The fire started on Cata peak and spread towards Stutterheim near Thomas River. Armstrong said 3000 hay bales were destroyed when his shed caught alight.
When the Daily Dispatch visited Armstrong’s 2500ha farm on Saturday, the smell of smoke was still strong and patches of land werel smoldering. Animals were lying dead on the burnt fields.
Tweedale Farm manager Norman Footer’s Nissan MB 2000 bakkie was destroyed when three outbuildings at John Day’s Millerton farm were gutted by the inferno. The farm is leased to Day by overseas-based farmer Shaun Steward.

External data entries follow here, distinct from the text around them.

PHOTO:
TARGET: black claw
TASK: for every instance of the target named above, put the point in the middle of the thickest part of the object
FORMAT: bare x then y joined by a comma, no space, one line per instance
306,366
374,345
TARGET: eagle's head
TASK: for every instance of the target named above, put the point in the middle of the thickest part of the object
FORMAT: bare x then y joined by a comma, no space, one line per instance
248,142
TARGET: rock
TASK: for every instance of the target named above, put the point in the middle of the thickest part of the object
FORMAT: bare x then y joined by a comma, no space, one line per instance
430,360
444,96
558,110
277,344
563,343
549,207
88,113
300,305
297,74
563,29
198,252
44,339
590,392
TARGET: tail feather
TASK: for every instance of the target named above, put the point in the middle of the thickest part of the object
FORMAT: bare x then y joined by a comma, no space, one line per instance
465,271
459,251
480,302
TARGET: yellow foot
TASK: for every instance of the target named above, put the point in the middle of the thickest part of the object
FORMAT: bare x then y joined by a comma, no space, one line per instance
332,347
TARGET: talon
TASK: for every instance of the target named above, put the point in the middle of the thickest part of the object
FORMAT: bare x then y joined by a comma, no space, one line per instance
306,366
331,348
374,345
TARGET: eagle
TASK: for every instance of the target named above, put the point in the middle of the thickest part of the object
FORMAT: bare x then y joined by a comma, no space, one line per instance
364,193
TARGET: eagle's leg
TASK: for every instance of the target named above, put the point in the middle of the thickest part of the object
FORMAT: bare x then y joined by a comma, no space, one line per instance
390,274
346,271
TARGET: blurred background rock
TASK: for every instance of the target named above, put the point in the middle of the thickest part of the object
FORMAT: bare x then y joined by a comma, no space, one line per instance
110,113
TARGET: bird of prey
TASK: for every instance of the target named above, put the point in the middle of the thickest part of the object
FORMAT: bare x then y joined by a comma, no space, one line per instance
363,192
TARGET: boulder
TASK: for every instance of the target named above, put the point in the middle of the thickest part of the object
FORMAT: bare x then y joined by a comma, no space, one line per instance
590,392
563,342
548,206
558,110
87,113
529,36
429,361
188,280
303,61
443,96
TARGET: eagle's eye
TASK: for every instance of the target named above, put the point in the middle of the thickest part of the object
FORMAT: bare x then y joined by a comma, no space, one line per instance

Also gutted was the building that used to house grades 1 to 7 of the now defunct Tweedale Farm School. The building was used by Armstrong as a storeroom after the Eastern Cape department of education closed the school a decade ago.
“Most devastating is the fact that this happens while we are in the grip of a drought,” said Armstrong. “We only had a little feed for the entire winter but now it is all gone.
“I don’t know what I am going to feed my animals with. My friends in Bedford said they would love to keep my cattle until we get out of this situation, but they are also facing a drought that side.”
Owner of Glen Finelas Farm and fire protection officer Chris Purdon said hundreds of animals that fled the blaze were still missing.
Purdon said they had been receiving offers from farmers in areas including Post Retief, Tarkastad and even the Free State to help them with animal feed.
“We are coordinating support from farmers within our organisation. Those who still have a little grazing land left can take animals from others for grazing.”